PETA pisses a lot of people off with their efforts to sway meat eaters to a vegetarian diet. The controversial campaigns often draw attention for their outlandishness. One particular approach, however, generally irritates no one, and that is the ad campaign featuring hot people, usually actors or models, wearing little or no clothing. Why? Because pretty much everyone likes to look at nearly naked attractive people. That's just clever marketing.
In yet another veggie brainstorm (We assume their metal capacities are larger than their own because they don't eat cows, which are REALLY dumb, and our scientific knowledge (C- in high school biology FTW!) tells us the cow brain seeps into our own causing dumbness and stupidosity.), their "youth division" (they have that?) is holding a Cutest Vegan Alive contest because, once again, everybody likes a nice looking dude or dudette, no matter what their dietary choices.
And one of the finalists is a hometown boy from Channelview, that hotbed of radical lefty vegan thought. Alexander Contreras is an infantryman in the U.S. Army, another place just loaded with vegetarians.

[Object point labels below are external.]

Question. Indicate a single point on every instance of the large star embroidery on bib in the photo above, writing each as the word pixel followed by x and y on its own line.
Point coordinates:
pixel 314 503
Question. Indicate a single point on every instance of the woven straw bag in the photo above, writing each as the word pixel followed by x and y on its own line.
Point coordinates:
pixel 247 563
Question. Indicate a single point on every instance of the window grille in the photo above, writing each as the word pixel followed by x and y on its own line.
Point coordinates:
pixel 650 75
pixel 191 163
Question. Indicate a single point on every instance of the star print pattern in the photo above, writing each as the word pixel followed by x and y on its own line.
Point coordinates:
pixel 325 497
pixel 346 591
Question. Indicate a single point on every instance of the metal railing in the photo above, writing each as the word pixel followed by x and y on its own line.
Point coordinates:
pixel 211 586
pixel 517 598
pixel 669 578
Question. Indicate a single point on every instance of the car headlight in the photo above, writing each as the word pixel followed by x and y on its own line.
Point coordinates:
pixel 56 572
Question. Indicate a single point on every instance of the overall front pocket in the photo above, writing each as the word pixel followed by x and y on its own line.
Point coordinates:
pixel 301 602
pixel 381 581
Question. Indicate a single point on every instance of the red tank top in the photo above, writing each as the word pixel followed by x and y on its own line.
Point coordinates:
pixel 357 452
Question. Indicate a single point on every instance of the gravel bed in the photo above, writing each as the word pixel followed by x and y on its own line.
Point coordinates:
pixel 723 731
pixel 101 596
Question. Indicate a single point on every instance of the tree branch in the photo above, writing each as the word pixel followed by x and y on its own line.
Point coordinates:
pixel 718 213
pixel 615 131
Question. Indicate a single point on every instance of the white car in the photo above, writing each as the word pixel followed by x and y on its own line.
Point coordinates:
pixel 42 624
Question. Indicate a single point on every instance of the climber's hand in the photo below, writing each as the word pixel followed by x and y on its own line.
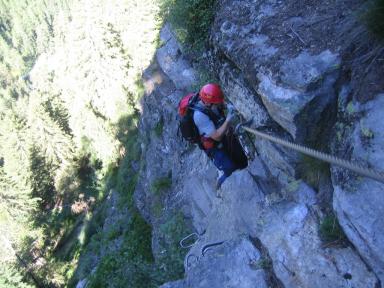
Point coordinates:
pixel 230 112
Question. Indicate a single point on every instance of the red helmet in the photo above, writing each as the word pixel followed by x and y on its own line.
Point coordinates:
pixel 211 93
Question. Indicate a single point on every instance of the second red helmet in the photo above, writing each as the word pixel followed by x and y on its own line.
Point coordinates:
pixel 211 93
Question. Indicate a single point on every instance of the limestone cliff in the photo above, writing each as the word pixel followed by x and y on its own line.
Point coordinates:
pixel 288 65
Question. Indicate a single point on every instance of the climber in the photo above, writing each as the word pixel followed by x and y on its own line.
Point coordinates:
pixel 217 138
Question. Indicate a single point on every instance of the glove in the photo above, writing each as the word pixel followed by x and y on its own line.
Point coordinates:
pixel 230 112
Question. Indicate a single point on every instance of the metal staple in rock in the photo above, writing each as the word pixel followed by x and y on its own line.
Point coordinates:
pixel 321 156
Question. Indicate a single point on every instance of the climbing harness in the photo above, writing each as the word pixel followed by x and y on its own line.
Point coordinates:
pixel 317 154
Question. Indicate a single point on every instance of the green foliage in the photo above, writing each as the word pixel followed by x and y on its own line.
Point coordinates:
pixel 161 184
pixel 11 278
pixel 373 17
pixel 131 265
pixel 191 20
pixel 330 229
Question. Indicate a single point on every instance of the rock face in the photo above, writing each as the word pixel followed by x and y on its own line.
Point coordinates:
pixel 359 203
pixel 288 73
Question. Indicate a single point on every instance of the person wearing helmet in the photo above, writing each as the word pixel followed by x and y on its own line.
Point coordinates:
pixel 213 129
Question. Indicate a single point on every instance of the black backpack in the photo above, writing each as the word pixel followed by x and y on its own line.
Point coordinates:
pixel 187 127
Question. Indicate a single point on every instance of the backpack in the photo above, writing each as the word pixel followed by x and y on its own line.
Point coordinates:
pixel 187 126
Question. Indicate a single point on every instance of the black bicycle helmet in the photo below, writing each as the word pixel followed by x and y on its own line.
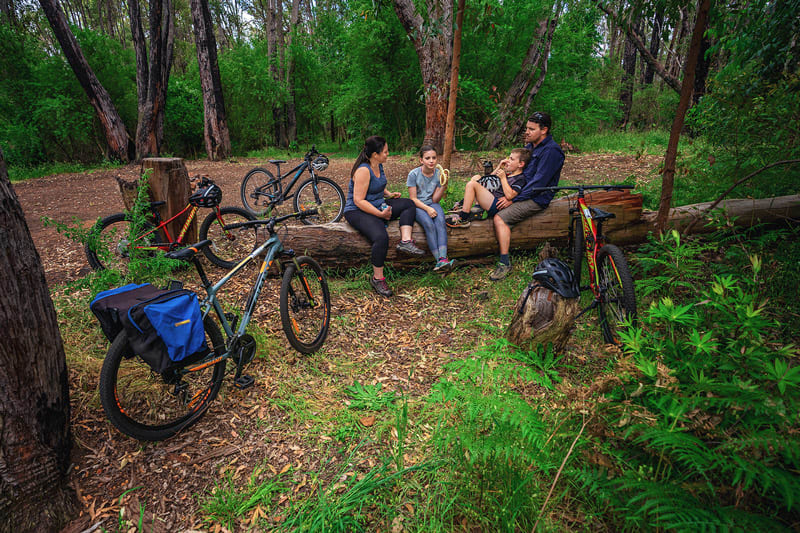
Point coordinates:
pixel 210 196
pixel 557 276
pixel 320 163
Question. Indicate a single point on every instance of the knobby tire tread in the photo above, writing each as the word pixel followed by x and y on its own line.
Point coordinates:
pixel 151 432
pixel 301 345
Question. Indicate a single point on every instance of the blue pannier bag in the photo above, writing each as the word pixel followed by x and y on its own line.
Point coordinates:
pixel 163 326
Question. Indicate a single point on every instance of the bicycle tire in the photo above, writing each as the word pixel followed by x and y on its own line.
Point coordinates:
pixel 143 405
pixel 330 206
pixel 577 249
pixel 109 245
pixel 228 247
pixel 617 295
pixel 259 188
pixel 305 305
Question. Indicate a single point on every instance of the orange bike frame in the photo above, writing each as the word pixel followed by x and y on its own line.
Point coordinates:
pixel 166 246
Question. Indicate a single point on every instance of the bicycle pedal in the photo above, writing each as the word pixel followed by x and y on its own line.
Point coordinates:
pixel 243 382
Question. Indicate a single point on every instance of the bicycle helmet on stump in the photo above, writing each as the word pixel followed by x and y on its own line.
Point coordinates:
pixel 320 163
pixel 210 196
pixel 557 276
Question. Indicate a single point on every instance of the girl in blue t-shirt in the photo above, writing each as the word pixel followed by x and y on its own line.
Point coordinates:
pixel 425 191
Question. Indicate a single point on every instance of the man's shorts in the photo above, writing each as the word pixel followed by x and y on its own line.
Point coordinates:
pixel 519 211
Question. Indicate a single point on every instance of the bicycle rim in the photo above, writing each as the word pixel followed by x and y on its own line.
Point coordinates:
pixel 228 246
pixel 149 406
pixel 259 188
pixel 617 296
pixel 305 305
pixel 329 201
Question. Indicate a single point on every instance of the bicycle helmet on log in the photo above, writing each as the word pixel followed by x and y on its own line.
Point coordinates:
pixel 557 276
pixel 210 196
pixel 320 163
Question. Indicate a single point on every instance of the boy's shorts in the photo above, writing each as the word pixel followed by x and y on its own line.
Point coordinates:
pixel 492 210
pixel 518 211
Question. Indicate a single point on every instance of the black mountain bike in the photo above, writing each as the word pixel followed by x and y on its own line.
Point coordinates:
pixel 262 191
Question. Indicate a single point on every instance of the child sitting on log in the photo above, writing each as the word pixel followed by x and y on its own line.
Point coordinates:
pixel 508 181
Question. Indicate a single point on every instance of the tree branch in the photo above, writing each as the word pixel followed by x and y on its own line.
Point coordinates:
pixel 716 202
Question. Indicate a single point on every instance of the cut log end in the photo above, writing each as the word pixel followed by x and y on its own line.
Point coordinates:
pixel 542 317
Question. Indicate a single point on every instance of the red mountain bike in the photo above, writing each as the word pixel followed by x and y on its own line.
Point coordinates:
pixel 610 277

According to a press release from PETA, Alexander stopped eating meat after seeing Earthlings and Finding Nemo. Look, we sympathize on that last one. Who wants to eat sweet little Nemo...unless he's served with a delicate white wine and butter sauce...OOOH and maybe some capers and lemon...wait, what?
Anyway, Alexander, 20, shares his vegan dishes with friends, creates videos and even paintings to raise awareness about the plight of animals. So, this dude is an attractive, sensitive, artist, who loves animals also happens to be a badass soldier? I think I just heard about half a million ovaries in the Houston area alone do a backflip.